Tel Aviv is an amazing city. Even in August, it is effervescent, vibrant, steaming with desire, flush with cash. From morning to morning, from beach to beach, Tel Aviv celebrates itself - a city with no precedent, a city with no inhibitions, a suntanned, hipster-pants, sleeveless city. A city whose hedonistic trip is so intense that it leads her to believe there is no Israel apart from it, no Judaism and no Islam around it, no real people outside its circle of revelers.
This is especially so this summer. Because this summer, consumer-oriented Tel Aviv is celebrating - unknowingly - the cessation of terrorist attacks.

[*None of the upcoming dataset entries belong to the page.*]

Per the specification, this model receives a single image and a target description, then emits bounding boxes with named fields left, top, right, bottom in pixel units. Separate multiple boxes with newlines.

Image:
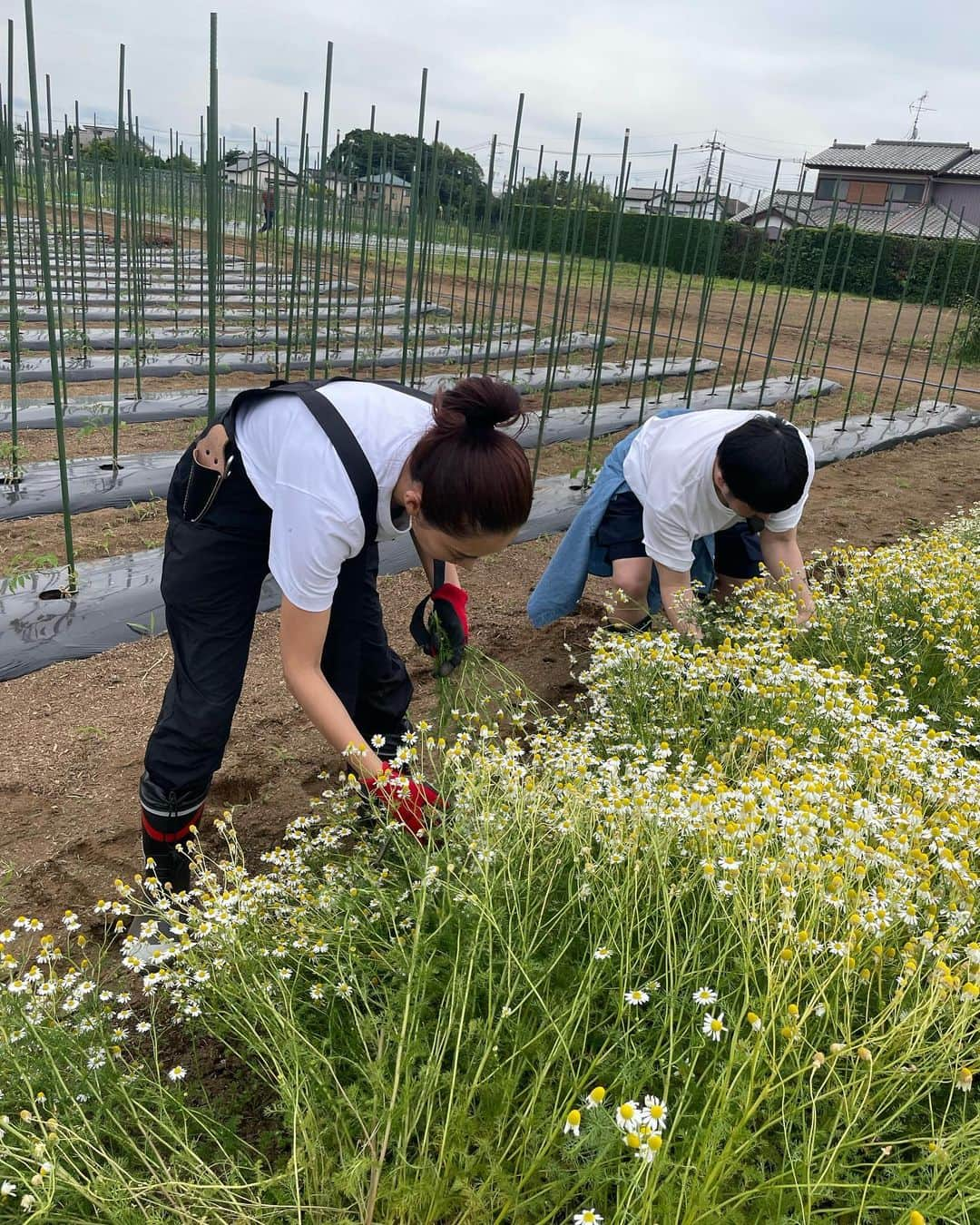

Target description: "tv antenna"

left=909, top=90, right=936, bottom=141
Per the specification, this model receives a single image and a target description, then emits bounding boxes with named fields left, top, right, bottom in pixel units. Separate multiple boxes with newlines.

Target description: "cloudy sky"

left=7, top=0, right=980, bottom=199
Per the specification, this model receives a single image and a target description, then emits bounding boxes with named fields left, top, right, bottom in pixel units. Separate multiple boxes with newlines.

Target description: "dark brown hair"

left=409, top=375, right=534, bottom=536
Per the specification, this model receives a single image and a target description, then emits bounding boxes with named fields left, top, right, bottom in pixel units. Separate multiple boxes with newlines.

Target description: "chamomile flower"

left=643, top=1094, right=666, bottom=1132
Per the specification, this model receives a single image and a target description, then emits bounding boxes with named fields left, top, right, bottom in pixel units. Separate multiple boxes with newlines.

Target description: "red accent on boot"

left=140, top=804, right=204, bottom=846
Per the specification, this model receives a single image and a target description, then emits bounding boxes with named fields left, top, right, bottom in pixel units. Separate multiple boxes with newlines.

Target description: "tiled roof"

left=358, top=171, right=412, bottom=188
left=806, top=141, right=970, bottom=174
left=833, top=204, right=980, bottom=240
left=731, top=191, right=980, bottom=239
left=944, top=153, right=980, bottom=178
left=731, top=191, right=813, bottom=225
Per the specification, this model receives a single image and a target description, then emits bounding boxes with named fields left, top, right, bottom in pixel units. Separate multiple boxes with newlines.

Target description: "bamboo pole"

left=24, top=0, right=77, bottom=595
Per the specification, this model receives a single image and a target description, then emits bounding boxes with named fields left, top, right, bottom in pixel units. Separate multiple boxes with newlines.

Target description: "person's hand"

left=412, top=583, right=469, bottom=676
left=364, top=768, right=446, bottom=843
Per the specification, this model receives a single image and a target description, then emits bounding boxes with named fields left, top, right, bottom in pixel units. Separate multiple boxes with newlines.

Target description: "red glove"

left=364, top=768, right=446, bottom=843
left=410, top=583, right=469, bottom=672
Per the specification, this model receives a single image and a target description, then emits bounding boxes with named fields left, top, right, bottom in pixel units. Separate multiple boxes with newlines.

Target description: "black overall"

left=144, top=380, right=430, bottom=808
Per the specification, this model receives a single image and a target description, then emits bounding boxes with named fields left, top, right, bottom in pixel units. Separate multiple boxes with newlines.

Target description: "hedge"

left=511, top=204, right=980, bottom=302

This summer secular Tel Aviv is celebrating - unconsciously - the victory over the ultra-Orthodox. This summer, Tel Aviv of the big capitalists is also celebrating breaking the backs of the workers. And within those massive walls it has put up against Palestinians, black hats, settlers and poor people, upper Tel Aviv once again feels protected.
Bon vivant Tel Aviv again feels that it can cloister itself in its closed, electrifying club, and snort Netanyahu's top-decile boom. It can snort Yosef Lapid's full-bellied white men's alliance and get high until the morning light in the hope that Sharon severs the city of plenty from Gaza; that Sharon severs the city of abundance from the conflict; that Sharon divides between the sparkling megalopolis and the horror and complexity of the Middle East.
In the summer of `99 we were in a similar place, when Benjamin Netanyahu was beaten and Aryeh Deri was denounced and peace stood at the threshold. When Ehud Barak's enlightenment celebrated its victory, and when from the tens of thousands of proud throats in the square came an unforgettable roar: "Anything But Shas."
Now, five years and 4,000 casualties later, that sentiment is here again. For what is happening now in the living rooms on Friday nights - in Arnon Milchan's living room, where Yair Lapid is making alliances with Shimon Peres, and in Shinui's spotless-behavior circle - is that Tel Aviv is once again growling "anything but Shas." Because now, after the barbarians have been warded off, Tel Aviv of the top stories is once again sure of itself. Tel Aviv again wants a government in its own image: A government with no sweaty poor people. A government with no religious people, Russians or Arabs. A government of big business. Of fair secular people. A government of disengagement-from-the-Palestinians that is totally cut off from the large majority of Israelis.
Nothing could be more wrong. Already in the middle of the `90s the peace process failed because it was seen as elitist. Barak's adventure in 2000 also failed when it cloistered itself in its elite circle. So anyone who has learned anything from the experience of the past decade must be very careful from falling into that elitist trap again. Anyone who believes that the disengagement is a national rescue project must refrain from turning it into a prestigious alienation project. All Israelis must be invited to take part in it. Especially those in the periphery. The Israelis of Sderot. The Israelis who worship Rabbi Ovadia as a halakhic authority.
It is not certain that the residents of Sderot and Ofakim can be brought aboard the disengagement boat. It is not certain that a place can be found for the Torah Sages near the helm. But we must try. We must open a door. We must give the planned disengagement from Gaza a Jewish dimension. We must give it a popular character, because one thing is clear: If the sail toward the end of the occupation will once again be a champagne and caviar cruise, laced with hatred for the ultra-Orthodox, it will end exactly as the previous Titanic peace cruise ended.
Paritzky's friends did right this week when they succumbed to Sharon, parted from the boycott principle and accepted (in part) the ultra-Orthodox Ashkenazim of United Torah Judaism. But this is not enough. Now they must go the extra mile and accept Shas's ultra-Orthodox Sephardim as well. If Rabbi Ovadia Yosef lends his hand to the disengagement, then Shinui must lend its hand to Rabbi Ovadia Yosef. If it cannot do that, its time is up. It must get off the political stage.
The withdrawal is an existential necessity, politically and economically, demographically and morally. Even for Lapid's Tel Aviv, the disengagement is an existential necessity. So for the sake of the disengagement, for the sake of the end of the occupation, Shinui must change. Shinui's satiated Tel Aviv must hold out its hand for reconciliation.